Five years later, Ankeney got into trouble again, this time in regard to a twenty-year-old woman. The Independent notes that he was " originally slapped with three felony sex offenses and two misdemeanor charges, ranging from sexual assault to false imprisonment." According to the opening brief to the Colorado Supreme Court (one of three documents shared here), the cumulative cases resulted in convictions for child abuse -- negligently cause serious bodily injury, plus third-degree sexual assault and stalking -- emotional distress.
For these crimes, Ankeney was sentenced to a total of eight years, with the possibility of parole after considerably less time -- and when that parole should have kicked in is the crux of the Supreme Court case.
"Envision a sentence as a timeline," Lane says, "with your first day of incarceration on the left and the inmate serving time from left to right. The first significant date is the parole eligibility date. That's determined by statute as 50 percent of the sentence" -- in Ankeney's case, four years -- "if you've been behaving yourself. And the other significant date is the mandatory release date, when they can't hold you any longer -- they have to parole you. And good behavior should make that timeline move back from right to left."

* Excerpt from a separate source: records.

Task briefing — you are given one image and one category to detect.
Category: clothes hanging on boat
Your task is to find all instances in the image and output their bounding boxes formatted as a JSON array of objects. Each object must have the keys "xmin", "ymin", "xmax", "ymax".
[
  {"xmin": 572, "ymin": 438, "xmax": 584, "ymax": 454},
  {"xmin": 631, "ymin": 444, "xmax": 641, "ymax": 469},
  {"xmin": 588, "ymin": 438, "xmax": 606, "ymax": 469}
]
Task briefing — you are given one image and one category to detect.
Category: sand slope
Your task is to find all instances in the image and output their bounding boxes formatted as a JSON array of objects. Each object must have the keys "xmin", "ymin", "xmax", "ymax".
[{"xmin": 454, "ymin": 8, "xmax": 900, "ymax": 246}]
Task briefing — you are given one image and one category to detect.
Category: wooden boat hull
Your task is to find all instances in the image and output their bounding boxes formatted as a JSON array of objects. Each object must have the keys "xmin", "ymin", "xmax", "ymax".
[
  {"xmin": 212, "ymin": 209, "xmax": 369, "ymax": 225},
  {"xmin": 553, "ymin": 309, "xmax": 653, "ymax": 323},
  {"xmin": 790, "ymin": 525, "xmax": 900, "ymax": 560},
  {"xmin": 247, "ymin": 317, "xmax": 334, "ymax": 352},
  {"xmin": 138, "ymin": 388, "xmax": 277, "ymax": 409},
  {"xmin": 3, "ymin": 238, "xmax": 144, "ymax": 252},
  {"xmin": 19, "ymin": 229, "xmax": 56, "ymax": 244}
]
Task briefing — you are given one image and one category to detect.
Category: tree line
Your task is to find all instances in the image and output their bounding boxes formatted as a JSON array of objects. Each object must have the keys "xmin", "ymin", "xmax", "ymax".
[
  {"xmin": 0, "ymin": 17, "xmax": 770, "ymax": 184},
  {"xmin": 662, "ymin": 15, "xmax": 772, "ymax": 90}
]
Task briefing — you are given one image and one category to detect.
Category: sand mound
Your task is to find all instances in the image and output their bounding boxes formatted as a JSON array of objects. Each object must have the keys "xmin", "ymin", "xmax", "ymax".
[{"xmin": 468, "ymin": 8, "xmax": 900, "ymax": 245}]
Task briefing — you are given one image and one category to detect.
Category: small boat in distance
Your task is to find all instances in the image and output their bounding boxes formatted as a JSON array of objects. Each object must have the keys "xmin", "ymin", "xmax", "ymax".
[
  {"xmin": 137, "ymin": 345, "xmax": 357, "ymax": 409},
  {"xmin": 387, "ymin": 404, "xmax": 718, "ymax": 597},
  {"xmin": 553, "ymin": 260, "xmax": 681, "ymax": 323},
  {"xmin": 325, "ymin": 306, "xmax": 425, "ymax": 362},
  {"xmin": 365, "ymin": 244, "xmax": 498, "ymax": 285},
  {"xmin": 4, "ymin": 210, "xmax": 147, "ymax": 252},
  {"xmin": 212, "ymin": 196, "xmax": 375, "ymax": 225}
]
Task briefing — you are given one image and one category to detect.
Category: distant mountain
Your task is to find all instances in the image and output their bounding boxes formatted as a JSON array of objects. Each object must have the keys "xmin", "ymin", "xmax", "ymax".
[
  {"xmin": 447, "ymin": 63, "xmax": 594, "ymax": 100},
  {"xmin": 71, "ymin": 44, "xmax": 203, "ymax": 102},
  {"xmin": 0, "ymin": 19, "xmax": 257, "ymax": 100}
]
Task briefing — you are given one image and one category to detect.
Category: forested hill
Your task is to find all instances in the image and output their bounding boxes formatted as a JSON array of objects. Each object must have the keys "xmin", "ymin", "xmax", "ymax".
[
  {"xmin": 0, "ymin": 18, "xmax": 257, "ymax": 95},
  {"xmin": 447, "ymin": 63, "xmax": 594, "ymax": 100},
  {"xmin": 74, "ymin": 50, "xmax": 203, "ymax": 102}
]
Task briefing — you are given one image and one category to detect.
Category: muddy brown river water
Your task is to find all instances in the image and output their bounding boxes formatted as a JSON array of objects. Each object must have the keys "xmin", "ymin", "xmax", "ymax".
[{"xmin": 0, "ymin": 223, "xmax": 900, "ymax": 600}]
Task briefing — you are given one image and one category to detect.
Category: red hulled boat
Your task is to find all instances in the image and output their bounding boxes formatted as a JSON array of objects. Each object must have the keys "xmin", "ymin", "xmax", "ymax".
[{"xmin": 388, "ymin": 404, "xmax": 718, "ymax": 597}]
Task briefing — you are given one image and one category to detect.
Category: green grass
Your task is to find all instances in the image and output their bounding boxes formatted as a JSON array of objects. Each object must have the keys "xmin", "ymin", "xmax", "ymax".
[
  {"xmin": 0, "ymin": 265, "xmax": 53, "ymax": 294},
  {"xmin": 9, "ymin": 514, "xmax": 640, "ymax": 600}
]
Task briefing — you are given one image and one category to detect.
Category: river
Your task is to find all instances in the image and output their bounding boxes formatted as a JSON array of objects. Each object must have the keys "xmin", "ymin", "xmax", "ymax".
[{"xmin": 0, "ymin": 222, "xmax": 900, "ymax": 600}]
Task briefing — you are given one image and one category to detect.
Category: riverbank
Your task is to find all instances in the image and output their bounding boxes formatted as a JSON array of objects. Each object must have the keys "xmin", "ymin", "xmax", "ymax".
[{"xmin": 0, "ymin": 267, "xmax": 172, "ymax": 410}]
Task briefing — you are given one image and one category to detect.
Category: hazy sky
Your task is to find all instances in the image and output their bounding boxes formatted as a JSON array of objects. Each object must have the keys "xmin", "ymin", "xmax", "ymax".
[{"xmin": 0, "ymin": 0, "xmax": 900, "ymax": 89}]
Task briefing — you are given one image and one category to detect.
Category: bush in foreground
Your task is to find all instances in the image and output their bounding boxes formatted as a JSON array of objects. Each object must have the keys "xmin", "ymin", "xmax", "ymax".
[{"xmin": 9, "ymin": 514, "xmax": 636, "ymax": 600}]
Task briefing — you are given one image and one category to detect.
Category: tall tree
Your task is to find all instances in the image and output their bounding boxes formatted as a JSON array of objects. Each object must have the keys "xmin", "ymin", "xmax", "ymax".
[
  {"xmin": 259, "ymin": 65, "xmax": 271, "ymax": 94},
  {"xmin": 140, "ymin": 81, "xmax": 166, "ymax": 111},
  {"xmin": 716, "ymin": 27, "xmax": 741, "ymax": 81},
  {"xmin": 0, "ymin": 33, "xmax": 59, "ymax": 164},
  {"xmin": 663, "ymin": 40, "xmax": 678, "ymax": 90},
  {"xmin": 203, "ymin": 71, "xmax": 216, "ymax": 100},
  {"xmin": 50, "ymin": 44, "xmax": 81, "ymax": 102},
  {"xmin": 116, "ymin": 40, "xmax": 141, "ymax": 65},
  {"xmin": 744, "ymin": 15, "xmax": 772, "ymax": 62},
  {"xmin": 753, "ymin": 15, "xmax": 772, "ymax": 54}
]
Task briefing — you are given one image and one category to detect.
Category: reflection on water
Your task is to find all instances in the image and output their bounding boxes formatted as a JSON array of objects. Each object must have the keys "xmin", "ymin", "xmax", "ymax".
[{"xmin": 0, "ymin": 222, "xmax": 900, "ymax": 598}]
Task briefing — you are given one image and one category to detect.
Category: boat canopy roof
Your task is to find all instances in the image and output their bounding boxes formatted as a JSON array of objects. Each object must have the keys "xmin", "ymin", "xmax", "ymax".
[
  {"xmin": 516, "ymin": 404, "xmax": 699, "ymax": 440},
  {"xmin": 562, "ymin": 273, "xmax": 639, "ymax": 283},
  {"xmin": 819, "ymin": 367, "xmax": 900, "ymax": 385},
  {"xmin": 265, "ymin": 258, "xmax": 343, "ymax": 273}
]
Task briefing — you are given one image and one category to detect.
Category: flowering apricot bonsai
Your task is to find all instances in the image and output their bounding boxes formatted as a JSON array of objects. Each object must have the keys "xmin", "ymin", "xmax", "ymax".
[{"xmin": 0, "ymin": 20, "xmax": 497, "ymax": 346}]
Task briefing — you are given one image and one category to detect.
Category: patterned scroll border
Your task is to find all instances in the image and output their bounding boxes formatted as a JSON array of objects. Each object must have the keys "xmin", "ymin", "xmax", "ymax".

|Rick Raemish, executive director of Colorado's Department of Corrections, seen in a 7News interview, is among the plaintiffs named in the complaint.|
However, Lane argues that the DOC "is refusing to use good time to calculate your mandatory release date." As a result, "they said Ankeney's mandatory release date wouldn't hit until he'd served six years and change."
In response, Lane goes on, "Ankeney called bullshit and filed his own case in district court."
He lost his first attempt "because the parole statutes are massively complicated and confusing," Lane points out. "But then he took his own appeal to the Court of Appeals and won."